This story originally appeared on Reuters

Reuters | Pawel Kopczynski

The U.S. National Security Agency ended its daily vacuuming of millions of Americans' phone records on Sunday and will replace the practice with more tightly targeted surveillance methods, the Obama administration said.

As required by law, the NSA ended its wide-ranging surveillance program by 11:59 p.m. EST Saturday (4:59 a.m. GMT Sunday) and expects to have the new, scaled-back system in place by then, the White House said.

The transition is a long-awaited victory for privacy advocates and tech companies wary of broad government surveillance at a time when national security concerns are heightened in the wake of the Paris attacks earlier this month.

It comes two and a half years after the controversial program was exposed by former NSA contractor Edward Snowden. The move, mandated by a law passed six months ago, represents the greatest reduction of U.S. spying capabilities since they expanded dramatically after the Sept. 11, 2001 attacks.

Under the Freedom Act, the NSA and law enforcement agencies can no longer collect telephone calling records in bulk in an effort to sniff out suspicious activity. Such records, known as "metadata," reveal which numbers Americans are calling and what time they place those calls, but not the content of the conversations.

Instead analysts must now get a court order to ask telecommunications companies like Verizon Communications to enable monitoring of call records of specific people or groups for up to six months.

"The act struck a reasonable compromise which allows us to continue to protect the country while implementing various reforms," National Security Council spokesman Ned Price said.

Some Republican lawmakers want to preserve bulk collection until 2017, citing the Nov. 13 Paris attacks in which 130 people died.

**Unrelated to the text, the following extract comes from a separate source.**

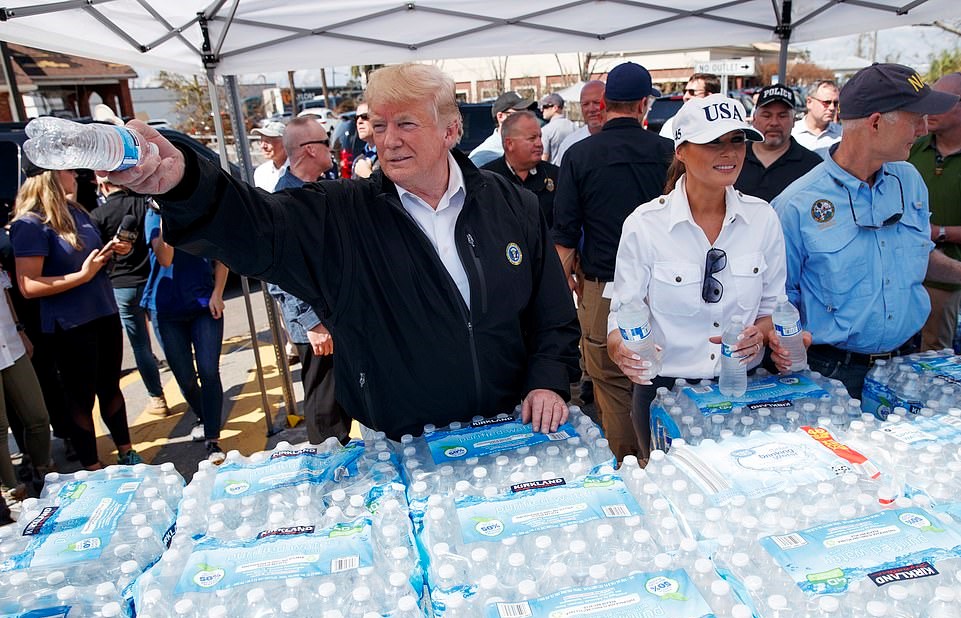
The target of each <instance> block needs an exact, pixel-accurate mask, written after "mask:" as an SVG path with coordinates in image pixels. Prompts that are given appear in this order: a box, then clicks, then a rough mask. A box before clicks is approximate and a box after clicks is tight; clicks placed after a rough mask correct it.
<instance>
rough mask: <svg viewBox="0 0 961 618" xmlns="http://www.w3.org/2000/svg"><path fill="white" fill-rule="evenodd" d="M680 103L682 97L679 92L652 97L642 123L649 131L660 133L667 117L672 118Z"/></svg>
mask: <svg viewBox="0 0 961 618" xmlns="http://www.w3.org/2000/svg"><path fill="white" fill-rule="evenodd" d="M682 105H684V97H683V96H681V95H679V94H677V95H667V96H663V97H658V98H656V99H654V102H653V103H651V109H650V111H648V112H647V118H645V119H644V125H645V126H646V127H647V129H648V130H649V131H653V132H655V133H660V132H661V127H663V126H664V123H665V122H667V119H668V118H673V117H674V114H676V113H677V112H678V111H679V110H680V109H681V106H682Z"/></svg>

The Islamic State has claimed responsibility for the killings.

But any new surveillance measures are unlikely to become law ahead of the November 2016 presidential elections.

A presidential review committee concluded the surveillance regime did not lead to a single clear counter terrorism breakthrough that could be directly attributed to the program.

Metadata collected by the NSA over the past five years will be preserved for "data integrity purposes" through February 29, the White House said.

After that the NSA will purge all of its historic records once pending litigation is resolved.